Том 6. Созревание плодов. Соляной амбар
Шрифт:

– К чему бы, а?.. – живу, плутую, гну людей, коплю деньги, сплю с двумя бабами в одном доме, – к чему бы, а?..

– Это, конечно, уж эдак, – отвечал Мишуха.

– Знаю, что эдак. А к чему?.. Ты вот собак душишь, – не страшно? – сколько ведь на тебе собачьих душ, почитай, что на мне человечьих слез, хоть я их и не того, не обожаю… Ну, а ты, кроме собак – с детишками там вроде Никиты Сергеевича, птичек ловишь и ту же собачью породу при себе держишь, спишь с собаками и птицами. Вот этого я не могу понять. Расскажи ты, как это у тебя?..

– Это, конечно, уж эдак, – отвечал Мишуха.

– Ну, вот ты и расскажи, как это эдак. Расскажи про птиц. Я ведь мальчишкой их тоже ловил, а ты до старости возраста ловишь… Ну, расскажи, что ты сегодня делал. Подробно рассказывай, почему ты хоть и собачий душитель, а благородной души человек.

– Да, это конечно… Первый проснулся я, еще затемно, чуть светало. Закурил, услыхали собаки, тоже проснулись, блох половили, поздоровались со мной, сходили на двор до ветру. А еще раньше проснулся Сысой-соловей, клювик почистил, слетал на песочек, водички попил. Я самовар раздул, пошел на огород снасти расставить на птиц, щегол сейчас на лопухи летит… солнце начало подниматься, пузатое…

И Сергей Иванович, не слушая рассказов Мишухи, всхлипывал под коньяк.

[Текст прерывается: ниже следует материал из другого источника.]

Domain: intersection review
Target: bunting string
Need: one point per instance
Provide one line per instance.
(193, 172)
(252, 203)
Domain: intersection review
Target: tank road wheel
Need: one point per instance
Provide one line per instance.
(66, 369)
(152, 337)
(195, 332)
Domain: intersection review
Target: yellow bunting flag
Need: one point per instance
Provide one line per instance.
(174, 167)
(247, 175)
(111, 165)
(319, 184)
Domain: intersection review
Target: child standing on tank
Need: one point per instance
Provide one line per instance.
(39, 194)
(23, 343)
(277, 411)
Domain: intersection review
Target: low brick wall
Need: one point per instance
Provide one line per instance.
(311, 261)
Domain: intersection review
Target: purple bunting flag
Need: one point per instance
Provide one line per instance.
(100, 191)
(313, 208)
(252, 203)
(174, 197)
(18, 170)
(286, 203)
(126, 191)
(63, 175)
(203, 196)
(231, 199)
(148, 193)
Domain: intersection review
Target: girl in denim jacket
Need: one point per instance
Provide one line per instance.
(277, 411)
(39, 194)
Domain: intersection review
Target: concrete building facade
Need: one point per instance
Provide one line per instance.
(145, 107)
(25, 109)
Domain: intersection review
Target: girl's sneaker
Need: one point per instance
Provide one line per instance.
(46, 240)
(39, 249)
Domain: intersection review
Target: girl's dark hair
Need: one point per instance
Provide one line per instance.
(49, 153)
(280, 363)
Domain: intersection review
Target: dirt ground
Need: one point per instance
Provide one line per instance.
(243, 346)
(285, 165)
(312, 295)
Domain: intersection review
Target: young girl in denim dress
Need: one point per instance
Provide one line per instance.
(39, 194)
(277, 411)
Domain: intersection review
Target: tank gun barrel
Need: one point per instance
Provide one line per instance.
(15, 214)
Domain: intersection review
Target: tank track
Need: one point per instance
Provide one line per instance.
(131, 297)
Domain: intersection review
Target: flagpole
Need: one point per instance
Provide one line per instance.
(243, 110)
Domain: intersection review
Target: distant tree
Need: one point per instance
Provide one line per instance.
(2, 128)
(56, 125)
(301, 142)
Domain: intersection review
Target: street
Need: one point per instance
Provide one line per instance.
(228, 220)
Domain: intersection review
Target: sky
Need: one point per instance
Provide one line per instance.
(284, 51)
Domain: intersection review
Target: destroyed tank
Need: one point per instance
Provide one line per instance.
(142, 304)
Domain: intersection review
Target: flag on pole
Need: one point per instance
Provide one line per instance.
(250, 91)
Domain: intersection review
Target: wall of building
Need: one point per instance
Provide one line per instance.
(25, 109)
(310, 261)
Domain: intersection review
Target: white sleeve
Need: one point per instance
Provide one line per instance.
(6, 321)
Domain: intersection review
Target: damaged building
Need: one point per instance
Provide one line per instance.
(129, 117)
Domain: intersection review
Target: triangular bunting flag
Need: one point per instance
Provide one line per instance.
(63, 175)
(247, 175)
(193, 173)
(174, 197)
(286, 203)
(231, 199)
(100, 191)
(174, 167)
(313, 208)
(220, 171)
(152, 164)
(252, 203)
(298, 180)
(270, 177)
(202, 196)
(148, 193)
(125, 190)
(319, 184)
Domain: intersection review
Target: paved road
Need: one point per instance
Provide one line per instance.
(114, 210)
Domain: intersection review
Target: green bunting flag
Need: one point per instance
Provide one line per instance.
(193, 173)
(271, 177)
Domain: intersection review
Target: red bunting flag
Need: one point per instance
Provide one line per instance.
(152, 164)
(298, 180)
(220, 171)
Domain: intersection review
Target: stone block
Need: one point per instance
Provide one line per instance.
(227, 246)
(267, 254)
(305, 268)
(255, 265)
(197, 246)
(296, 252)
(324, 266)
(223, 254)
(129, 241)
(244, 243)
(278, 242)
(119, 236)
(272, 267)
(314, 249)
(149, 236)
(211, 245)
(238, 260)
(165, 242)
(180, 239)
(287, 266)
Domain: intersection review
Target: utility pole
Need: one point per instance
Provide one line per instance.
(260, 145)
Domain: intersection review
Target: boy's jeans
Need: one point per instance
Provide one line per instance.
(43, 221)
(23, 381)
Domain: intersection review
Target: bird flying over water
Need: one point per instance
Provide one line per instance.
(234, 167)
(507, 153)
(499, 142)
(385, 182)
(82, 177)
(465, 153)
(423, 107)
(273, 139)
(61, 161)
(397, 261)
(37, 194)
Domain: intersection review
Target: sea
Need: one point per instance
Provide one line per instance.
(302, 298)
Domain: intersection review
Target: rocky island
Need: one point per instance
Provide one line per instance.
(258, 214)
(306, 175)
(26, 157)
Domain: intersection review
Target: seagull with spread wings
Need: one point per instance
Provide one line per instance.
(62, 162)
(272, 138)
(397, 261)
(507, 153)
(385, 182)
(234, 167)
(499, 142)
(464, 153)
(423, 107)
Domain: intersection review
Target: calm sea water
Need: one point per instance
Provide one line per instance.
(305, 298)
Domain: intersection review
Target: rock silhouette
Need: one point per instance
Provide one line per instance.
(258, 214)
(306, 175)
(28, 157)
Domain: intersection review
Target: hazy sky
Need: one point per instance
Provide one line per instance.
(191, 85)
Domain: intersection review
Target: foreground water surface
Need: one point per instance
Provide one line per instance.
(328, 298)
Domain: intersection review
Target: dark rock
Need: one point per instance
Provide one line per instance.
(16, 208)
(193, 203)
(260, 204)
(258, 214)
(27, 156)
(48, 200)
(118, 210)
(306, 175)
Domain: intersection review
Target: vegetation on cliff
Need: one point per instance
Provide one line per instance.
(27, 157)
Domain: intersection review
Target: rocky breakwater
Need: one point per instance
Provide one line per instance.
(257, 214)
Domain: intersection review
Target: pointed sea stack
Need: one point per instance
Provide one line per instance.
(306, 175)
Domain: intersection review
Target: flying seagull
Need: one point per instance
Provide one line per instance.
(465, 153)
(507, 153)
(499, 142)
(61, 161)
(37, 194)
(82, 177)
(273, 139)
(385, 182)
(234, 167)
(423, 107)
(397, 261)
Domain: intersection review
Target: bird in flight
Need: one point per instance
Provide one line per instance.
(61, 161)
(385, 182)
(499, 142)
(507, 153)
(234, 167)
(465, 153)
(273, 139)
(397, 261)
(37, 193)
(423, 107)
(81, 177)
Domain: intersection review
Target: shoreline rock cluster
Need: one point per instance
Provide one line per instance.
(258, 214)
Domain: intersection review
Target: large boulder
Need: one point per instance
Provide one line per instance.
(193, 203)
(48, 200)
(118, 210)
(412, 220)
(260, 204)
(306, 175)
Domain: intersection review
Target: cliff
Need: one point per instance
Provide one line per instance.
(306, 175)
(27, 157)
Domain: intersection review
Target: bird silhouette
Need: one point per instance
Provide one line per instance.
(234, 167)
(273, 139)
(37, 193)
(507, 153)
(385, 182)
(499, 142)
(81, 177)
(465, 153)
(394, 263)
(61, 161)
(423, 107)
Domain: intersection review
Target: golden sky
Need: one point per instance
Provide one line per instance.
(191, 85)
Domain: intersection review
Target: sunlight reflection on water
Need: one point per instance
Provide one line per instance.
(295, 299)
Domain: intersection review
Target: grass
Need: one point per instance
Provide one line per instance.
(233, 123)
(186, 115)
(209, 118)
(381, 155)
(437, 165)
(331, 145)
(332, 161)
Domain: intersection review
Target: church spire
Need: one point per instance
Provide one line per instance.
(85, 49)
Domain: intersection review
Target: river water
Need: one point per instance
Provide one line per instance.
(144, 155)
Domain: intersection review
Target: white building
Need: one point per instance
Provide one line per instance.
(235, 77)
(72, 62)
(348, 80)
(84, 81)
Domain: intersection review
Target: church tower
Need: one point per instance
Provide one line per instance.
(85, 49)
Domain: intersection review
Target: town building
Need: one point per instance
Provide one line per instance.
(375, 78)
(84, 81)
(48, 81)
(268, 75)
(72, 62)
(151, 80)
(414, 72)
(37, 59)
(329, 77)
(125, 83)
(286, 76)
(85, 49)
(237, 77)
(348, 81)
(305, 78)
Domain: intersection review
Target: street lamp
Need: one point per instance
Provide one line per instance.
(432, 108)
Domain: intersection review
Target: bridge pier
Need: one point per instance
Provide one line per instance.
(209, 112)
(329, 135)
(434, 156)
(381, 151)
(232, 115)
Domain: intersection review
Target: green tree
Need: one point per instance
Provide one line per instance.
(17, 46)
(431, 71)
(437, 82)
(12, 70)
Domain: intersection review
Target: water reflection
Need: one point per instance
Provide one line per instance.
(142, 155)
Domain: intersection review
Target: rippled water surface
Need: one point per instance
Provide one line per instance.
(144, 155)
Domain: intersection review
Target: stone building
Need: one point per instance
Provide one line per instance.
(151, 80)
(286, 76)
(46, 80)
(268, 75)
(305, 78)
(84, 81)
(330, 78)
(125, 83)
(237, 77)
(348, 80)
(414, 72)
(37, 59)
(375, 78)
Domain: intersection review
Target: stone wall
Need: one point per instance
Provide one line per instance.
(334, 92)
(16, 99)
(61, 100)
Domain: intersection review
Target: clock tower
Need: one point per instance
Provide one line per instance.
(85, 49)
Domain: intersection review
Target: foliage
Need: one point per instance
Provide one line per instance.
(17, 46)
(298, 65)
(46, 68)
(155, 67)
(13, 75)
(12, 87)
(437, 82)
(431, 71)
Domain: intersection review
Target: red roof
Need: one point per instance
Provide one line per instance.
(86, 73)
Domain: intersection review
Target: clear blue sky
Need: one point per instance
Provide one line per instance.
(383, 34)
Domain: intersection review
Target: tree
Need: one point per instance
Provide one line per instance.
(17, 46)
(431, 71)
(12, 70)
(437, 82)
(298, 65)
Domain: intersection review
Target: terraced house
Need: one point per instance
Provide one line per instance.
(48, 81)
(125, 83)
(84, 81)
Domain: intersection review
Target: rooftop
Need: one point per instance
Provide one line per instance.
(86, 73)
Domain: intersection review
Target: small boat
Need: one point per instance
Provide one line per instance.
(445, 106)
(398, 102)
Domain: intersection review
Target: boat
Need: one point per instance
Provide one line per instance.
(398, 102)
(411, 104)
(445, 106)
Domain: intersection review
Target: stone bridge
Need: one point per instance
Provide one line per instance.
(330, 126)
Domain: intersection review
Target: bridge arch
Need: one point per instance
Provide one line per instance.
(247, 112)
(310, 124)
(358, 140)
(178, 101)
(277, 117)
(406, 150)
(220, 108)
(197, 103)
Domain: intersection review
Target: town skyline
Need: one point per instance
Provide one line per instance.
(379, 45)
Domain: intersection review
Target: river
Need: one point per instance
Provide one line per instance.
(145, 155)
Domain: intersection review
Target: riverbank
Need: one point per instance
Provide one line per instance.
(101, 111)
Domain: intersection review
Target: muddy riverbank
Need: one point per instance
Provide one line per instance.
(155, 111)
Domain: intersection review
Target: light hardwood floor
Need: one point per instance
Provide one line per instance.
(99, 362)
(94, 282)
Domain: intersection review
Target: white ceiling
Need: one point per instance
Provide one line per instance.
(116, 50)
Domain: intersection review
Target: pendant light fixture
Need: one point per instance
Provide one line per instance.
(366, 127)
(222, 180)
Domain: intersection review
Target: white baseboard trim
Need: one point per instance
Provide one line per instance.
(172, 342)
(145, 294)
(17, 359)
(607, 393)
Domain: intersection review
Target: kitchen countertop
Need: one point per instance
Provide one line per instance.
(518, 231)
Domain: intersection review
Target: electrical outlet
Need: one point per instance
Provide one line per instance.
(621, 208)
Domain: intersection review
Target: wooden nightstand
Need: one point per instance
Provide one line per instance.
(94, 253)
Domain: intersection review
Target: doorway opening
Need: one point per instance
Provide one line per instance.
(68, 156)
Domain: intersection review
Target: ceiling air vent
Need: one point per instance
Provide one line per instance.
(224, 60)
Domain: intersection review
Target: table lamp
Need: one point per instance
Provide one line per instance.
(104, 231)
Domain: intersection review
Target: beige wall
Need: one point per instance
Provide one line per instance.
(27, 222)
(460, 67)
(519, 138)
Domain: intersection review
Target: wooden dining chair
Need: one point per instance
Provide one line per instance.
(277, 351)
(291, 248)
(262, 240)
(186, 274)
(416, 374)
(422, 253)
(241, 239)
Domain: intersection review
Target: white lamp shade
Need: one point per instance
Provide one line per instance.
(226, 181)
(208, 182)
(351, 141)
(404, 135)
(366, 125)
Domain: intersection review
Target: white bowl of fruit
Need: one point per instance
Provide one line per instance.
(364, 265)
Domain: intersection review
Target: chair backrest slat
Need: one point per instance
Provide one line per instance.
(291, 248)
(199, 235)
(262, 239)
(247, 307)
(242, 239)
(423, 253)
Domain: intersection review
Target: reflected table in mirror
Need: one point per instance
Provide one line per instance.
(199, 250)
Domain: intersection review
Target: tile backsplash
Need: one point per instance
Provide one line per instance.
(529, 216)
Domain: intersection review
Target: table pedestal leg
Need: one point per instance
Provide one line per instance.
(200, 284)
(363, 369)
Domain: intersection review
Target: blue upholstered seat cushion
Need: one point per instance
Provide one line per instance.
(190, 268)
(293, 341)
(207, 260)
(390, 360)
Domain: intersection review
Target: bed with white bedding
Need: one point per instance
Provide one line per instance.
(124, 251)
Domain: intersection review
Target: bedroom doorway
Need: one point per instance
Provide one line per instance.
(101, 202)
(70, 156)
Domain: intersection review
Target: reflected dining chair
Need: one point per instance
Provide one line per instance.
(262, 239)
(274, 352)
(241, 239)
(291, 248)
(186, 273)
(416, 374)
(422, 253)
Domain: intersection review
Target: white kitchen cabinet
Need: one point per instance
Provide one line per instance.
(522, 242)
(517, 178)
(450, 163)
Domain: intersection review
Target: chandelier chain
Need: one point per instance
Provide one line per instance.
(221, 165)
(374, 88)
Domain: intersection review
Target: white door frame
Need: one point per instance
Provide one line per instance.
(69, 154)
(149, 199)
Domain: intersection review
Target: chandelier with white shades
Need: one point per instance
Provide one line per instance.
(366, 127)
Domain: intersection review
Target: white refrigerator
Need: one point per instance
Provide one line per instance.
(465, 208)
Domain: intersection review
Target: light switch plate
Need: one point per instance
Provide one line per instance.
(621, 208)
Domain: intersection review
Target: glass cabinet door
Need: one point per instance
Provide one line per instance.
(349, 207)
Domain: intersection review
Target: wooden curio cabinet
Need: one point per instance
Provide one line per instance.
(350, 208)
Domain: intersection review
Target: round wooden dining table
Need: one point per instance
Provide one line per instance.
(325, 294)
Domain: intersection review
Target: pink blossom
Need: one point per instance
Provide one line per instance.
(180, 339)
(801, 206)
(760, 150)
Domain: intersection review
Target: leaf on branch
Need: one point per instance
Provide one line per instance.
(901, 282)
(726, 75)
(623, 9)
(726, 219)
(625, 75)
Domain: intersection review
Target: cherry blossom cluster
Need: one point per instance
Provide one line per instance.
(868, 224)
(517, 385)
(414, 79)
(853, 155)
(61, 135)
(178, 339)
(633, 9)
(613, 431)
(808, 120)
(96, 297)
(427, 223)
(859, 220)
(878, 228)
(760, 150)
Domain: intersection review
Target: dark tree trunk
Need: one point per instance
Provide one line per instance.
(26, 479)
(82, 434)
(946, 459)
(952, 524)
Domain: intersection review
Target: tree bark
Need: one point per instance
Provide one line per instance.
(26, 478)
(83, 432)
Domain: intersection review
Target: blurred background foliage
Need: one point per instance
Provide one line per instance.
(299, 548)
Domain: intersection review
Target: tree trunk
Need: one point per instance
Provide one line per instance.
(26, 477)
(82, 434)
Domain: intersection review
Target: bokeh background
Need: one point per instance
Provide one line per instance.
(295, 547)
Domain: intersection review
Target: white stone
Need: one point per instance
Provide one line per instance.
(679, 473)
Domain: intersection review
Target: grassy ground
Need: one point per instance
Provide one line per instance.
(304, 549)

Через улицу против Кошкина жил купец Коровкин, в каменном доме за каменным забором. Многое количество лет подряд в шесть часов утра Коровкин выходил во двор, рыкал на ломовых и шел в торговые ряды, в гостиный ряд, открывал торговлю и торговал многими предметами сразу, дугами и хомутами, шлеями и вообще конской сбруей, а также яловочными сапогами и козловыми полусапожками с резиновыми проймами, топорами и лопатами, пилами, боронами, табаком, лампадным маслом, керосином и солью; солью Коровкины торговали еще от тех времен, когда отец, и дед, и прадед держали соляные откупа. на соли Коровкины и прославились. За прилавком у Коровкина горели лампады, Коровкин сидел в конторке, читал газеты и многие книги, тощий старик. Из дома, из-за глухих ворот, когда уезжали ломовые, выходили на улицу – и видны были за забором в саду – на подбор отчаянно толстые и заспанные женщины. «Самой» у «самого» трижды менялись, ибо первые две жены померли бездетными, а третья, последняя, была на тридцать семь лет моложе мужа, родила сына и дочку, Егорушку и Лизу, – молодая жена толстела, как приживалки. На все семейные праздники звал Коровкин в дом к себе духовенство, и в «чистой» зале, вообще нежилой, заставленной фикусами и застланной ковриками, на втором этаже священнослужители служили обедни. Ворота на этот случай не запирались, и соседи могли приходить к Коровкину, помолиться в чистой зале. Для нищих на дворе в такие дни ставился стол с соответствующей случаю пищей, скоромною или постной.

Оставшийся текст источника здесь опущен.